Line currently has around 86 million users in Japan. This represents a huge market share in a population of 126 million. Best known among Line’s features is perhaps its colorful emojis and other animations that users can send alongside their messages.
So far, the Osaka Municipal Government has yet to comment on Line’s change of policy. However, they are widely expected to resume official use of the app again in the near future.
Youth Arrested For Threatening Police
An Osaka youth was arrested this week for threatening a police officer. The 18 year old high school student sprung a surprise attack on the officer at a local Koban (police box) at around 4:35pm last Saturday. Initially, the boy came into the police box, staffed by a single officer at the time, to apparently report an item he found. The youth claimed he had found a wallet and wanted to return it to its proper owner. However, as the 35 year old officer started to prepare the paperwork, the youth suddenly drew a 13 cm long knife and began waving it at the officer.

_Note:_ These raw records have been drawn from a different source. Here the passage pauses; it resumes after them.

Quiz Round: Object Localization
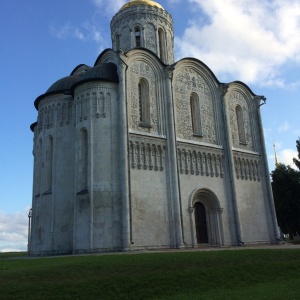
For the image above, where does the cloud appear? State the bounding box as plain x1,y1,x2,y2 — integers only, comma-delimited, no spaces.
0,208,29,252
176,0,300,87
49,21,103,42
277,149,298,169
269,148,298,170
278,122,291,133
91,0,127,15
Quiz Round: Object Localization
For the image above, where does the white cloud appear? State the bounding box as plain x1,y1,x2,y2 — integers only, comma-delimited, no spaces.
92,0,127,14
277,149,298,169
49,21,103,42
278,122,291,133
176,0,300,87
0,208,29,252
269,148,298,170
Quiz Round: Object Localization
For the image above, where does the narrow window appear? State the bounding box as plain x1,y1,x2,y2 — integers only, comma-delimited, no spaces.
235,105,246,144
138,79,151,127
116,34,120,51
36,139,43,195
45,136,53,193
79,129,88,191
158,28,166,62
135,27,141,47
190,93,202,136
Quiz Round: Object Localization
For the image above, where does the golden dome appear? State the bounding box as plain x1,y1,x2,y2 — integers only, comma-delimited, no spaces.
120,0,164,10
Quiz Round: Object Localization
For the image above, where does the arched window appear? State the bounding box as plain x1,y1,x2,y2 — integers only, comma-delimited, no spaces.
116,34,120,51
190,93,202,136
235,105,246,144
45,136,53,193
78,129,88,191
138,78,151,127
158,28,166,62
134,27,141,47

Reacting quickly, the officer drew his gun and pointed it at his would-be assailant. He demanded the youth surrender his weapon, or face the consequences. The boy surrendered his weapon and was taken into custody. Neither the officer nor his attacker were injured in the incident. The youth was subsequently charged with violation of the Swords and Firearms Control Law. Despite having a long history of sword making and sword usage, bladed weapons are subject to strict regulation in Japan. Even importing imitation weapons is banned under the control law.
Tennoji Zoo’s newest resident made her long awaited debut appearance this week. Ho-chan, a polar bear cub born late last year, went on display to the public for the first time on March 23rd. She appeared relaxed, though a little sleepy as she seemed less interested in the adoring crowd and more preoccupied with snuggling under her mother’s arm. Initially, Ho-chan seemed a little nervous in her new surroundings. However, in time, as curiosity took hold, she settled down and began to venture around the new enclosure.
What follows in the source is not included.